Data Transformation

Data transformation is the process of converting data from one format or structure into another format or structure.

  1. Date time Transformation

    This is used to extract date-time features, such as date, year, and month, from a column that contains dates.

    Usecase 1: A retail company wants to track the sales of their products over time. DateTime transformation helps them to extract the date, month, and year from the list of sales transactions.

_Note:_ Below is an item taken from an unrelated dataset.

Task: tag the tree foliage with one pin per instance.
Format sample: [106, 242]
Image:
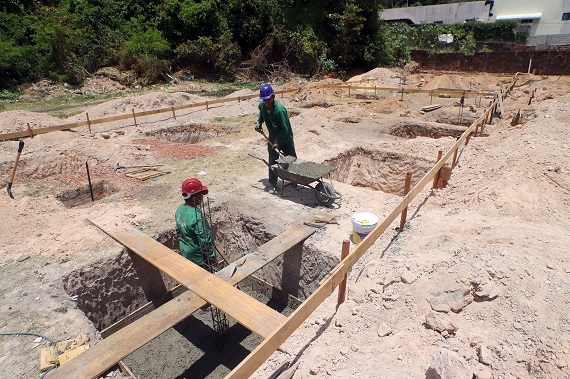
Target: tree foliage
[70, 39]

    Usecase 2: A transportation company can use DateTime Transformation to extract the date, time, and location from a list of past deliveries to optimize their delivery routes.

    Sample input:

    2021-11-29 11:52:59

    Sample output:

    dt_day_of_week 1
    dt_date_no 29
    dt_year_no 2021
    dt_month_no 11
    dt_business_day 1
    dt_week_no_year 48
    dt_day_of_year 333
    dt_AM_PM AM
    dt_quarter_year 4
  2. Email Transformation

    This is used to extract features like username, domain, and suffix from a column that contains emails.

    Usecase 1: A sales team can use Email Transformation to extract the username and domain name from a list of email addresses to personalize their email outreach to potential customers.

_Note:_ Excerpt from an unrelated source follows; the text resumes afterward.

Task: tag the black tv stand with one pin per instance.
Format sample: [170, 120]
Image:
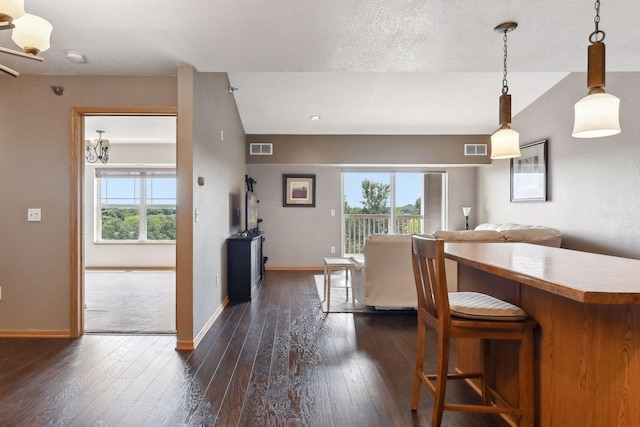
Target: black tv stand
[245, 264]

    Usecase 2: To identify phishing emails, a security team need features such as the domain name and suffix from a list of email addresses that have been flagged as suspicious

    Sample input:


    Sample output:

    mail_first mail_middle mail_last
    abc zylker com
  3. Extract Data

    Extract data component utilizes regex patterns to retrieve information from text columns. These patterns may encompass various date formats, emails, or numerical values embedded within the text columns

    In the car price prediction dataset, to extract the Year of manufacture of the car from the name column, we use the POSIX regex pattern /d{4} applied on the same column.

    Sample POSIX Regex patterns:

    • Date format: \d{4}-\d{2}-\d{2}
    • Email: [a-zA-Z0-9_.+-]+@[a-zA-Z0-9-]+.[a-zA-Z0-9-.]+
    • Number: \d+
  4. Format

    This is used to modify the column values in dataset based on the function chosen by the user. The Function will be displayed based on the data types of the column.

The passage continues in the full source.